Ao fim da sua primeira temporada The Acolyte gera muito mais dúvidas do que respostas. Afinal, durante a caminhada que levou até o fim do seu oitavo episódio, as cartas já estavam postas e muitas respostas estavam diante de nós. Porém, nos minutos finais do seu primeiro ano, fica a sensação de que acabamos de ver o prólogo e que o próximo episódio, na verdade, será o primeiro.
Com boas atuações, um visual extremamente delicado e belo, cenas de ação de primeiríssima qualidade e uma criatividade invejável, a série sofre, talvez, por ser herdeira do nome “Star Wars”. Se essa fosse uma história independente, uma produção com menor orçamento de um canal mais simples ou se não carregasse o sobrenome que carrega, talvez o sucesso fosse estrondoso. O maior problema de The Acolyte é que ela caiu na rede daqueles que zombam dos herdeiros – mas gostariam de ser um.

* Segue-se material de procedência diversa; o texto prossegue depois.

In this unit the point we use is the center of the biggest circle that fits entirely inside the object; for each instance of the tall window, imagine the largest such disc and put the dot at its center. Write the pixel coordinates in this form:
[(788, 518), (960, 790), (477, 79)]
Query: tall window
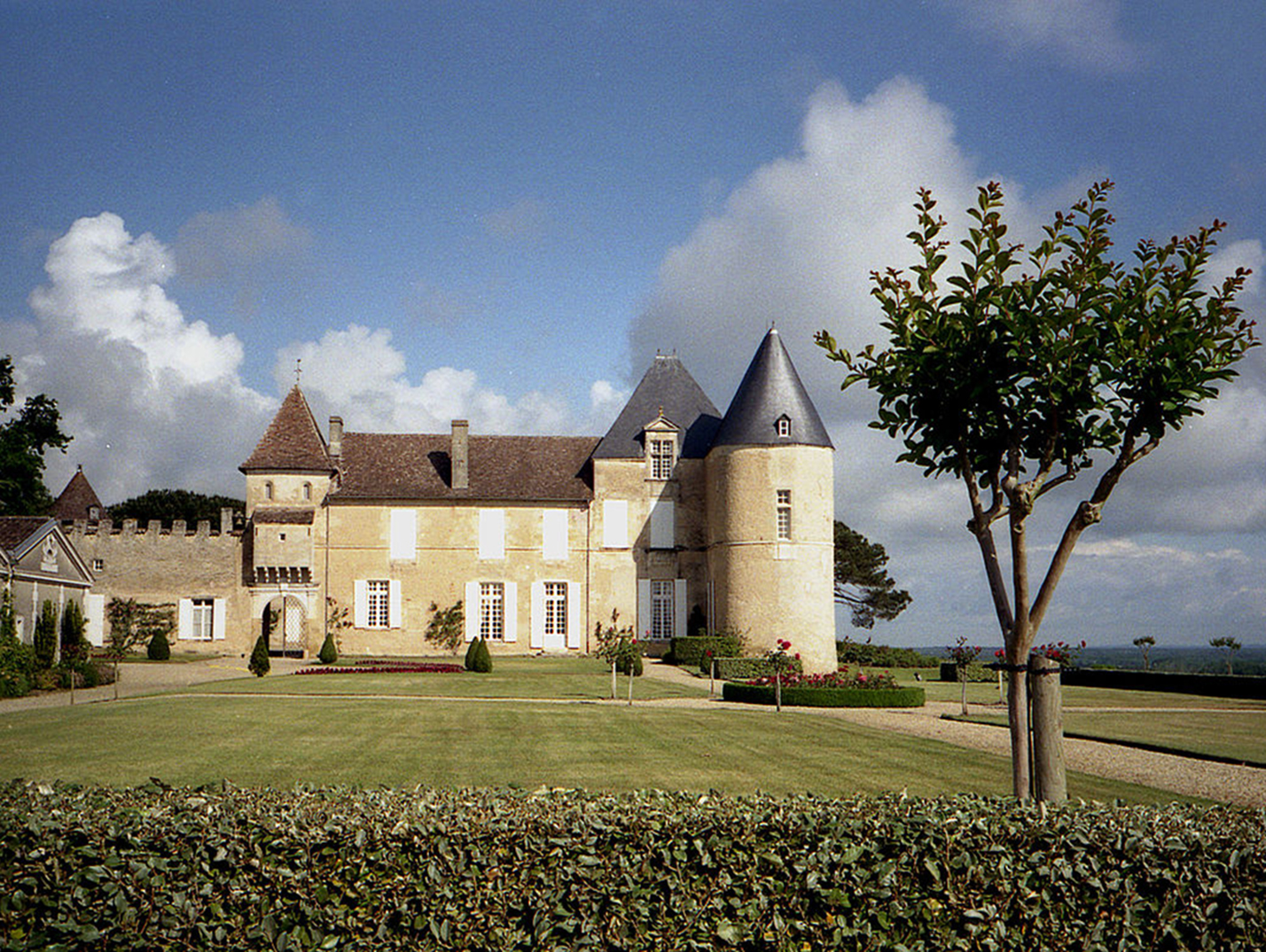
[(661, 608), (785, 514), (491, 611), (204, 617), (661, 458), (556, 608), (379, 603)]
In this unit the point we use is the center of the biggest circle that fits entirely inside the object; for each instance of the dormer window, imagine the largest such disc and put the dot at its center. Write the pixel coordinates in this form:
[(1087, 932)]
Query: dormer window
[(662, 456)]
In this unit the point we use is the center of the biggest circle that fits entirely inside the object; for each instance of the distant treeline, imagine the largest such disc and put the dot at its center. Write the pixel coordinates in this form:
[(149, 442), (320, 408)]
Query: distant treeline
[(170, 504)]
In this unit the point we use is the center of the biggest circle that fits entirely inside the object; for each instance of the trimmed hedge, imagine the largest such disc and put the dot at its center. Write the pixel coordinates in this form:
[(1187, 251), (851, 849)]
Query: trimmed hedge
[(1174, 683), (747, 668), (234, 869), (824, 697), (690, 650)]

No fim, fica a lição de que não basta carregar um grande nome que tenha marcado gerações. Não adianta ser criativo, fazer perseguição de naves, lutar com sabre, apresentar novas ideias e até subverter os conceitos pré-estabelecidos se não houver crença naquilo que se é capaz de fazer. A ousadia não vai ser capaz de se sustentar se não houver credibilidade naquilo que se faz.
Que a Força esteja sempre conosco… Ou melhor, o Fio esteja sempre nos conduzindo por novas narrativas bem costuradas e idealizadas!